None of this requires abandoning diversification or moving away from index-based core allocations. For most investors, the primary use of ROIC analysis is not to build a concentrated portfolio of moat businesses but to understand what separates a genuinely durable compounder from a cyclical earnings story or a margin mirage. That understanding sharpens every investment decision, whether it is evaluating an active fund’s portfolio, assessing the quality tilt of a factor strategy, or deciding how much weight to give a narrative-driven opportunity in a sector where moats historically dissolve quickly.

Frequently Asked Questions

Q: What is a reasonable threshold for ROIC to suggest a genuine economic moat exists?

A: There is no universal threshold, but a sustained ROIC of at least 3 to 5 percentage points above a business’s estimated WACC, held consistently over five or more years, is a reasonable minimum signal.
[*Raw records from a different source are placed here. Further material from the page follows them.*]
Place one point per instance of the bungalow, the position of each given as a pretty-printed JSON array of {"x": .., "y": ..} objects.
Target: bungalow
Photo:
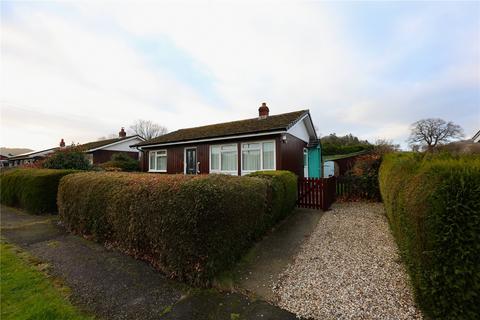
[
  {"x": 268, "y": 142},
  {"x": 476, "y": 137},
  {"x": 103, "y": 150},
  {"x": 97, "y": 151}
]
A single year above WACC proves little; persistence across business cycles is what matters. The level of WACC itself varies by sector, so comparisons are most meaningful within industries.

Q: Why is ROIC considered more reliable than return on equity as a moat signal?

A: Return on equity can be inflated by leverage without any underlying improvement in the business’s economic returns. A company that takes on debt to buy back shares raises its ROE mechanically, even if the underlying ROIC is unchanged or declining. Because ROIC uses total invested capital rather than just equity, it cannot be engineered upward through financial structure alone, making it a cleaner measure of operational and competitive quality.

Q: How does reinvestment rate interact with ROIC in a mature business with limited growth opportunities?

A: When a business has few reinvestment opportunities above WACC, the value-maximising behaviour is to return capital to shareholders through dividends or buybacks rather than force growth at substandard rates. A low reinvestment rate in a high-ROIC business is not a problem if the returned capital is priced intelligently. The problem arises when management reinvests at below-WACC returns because the business lacks the discipline or incentives to return capital instead.

Q: Can margins ever be a useful proxy for moat quality?

A: Margins are useful as a directional starting point, particularly gross margins, which can signal pricing power and input cost advantages before overhead allocation obscures them. But they should always be checked against capital intensity. An industry with high gross margins but heavy capital requirements, such as semiconductor fabrication, may deliver unremarkable ROIC despite the impressive headline margins. The combination of margin and asset turnover, which together determine ROIC through the DuPont decomposition, gives a much more complete picture than either figure alone.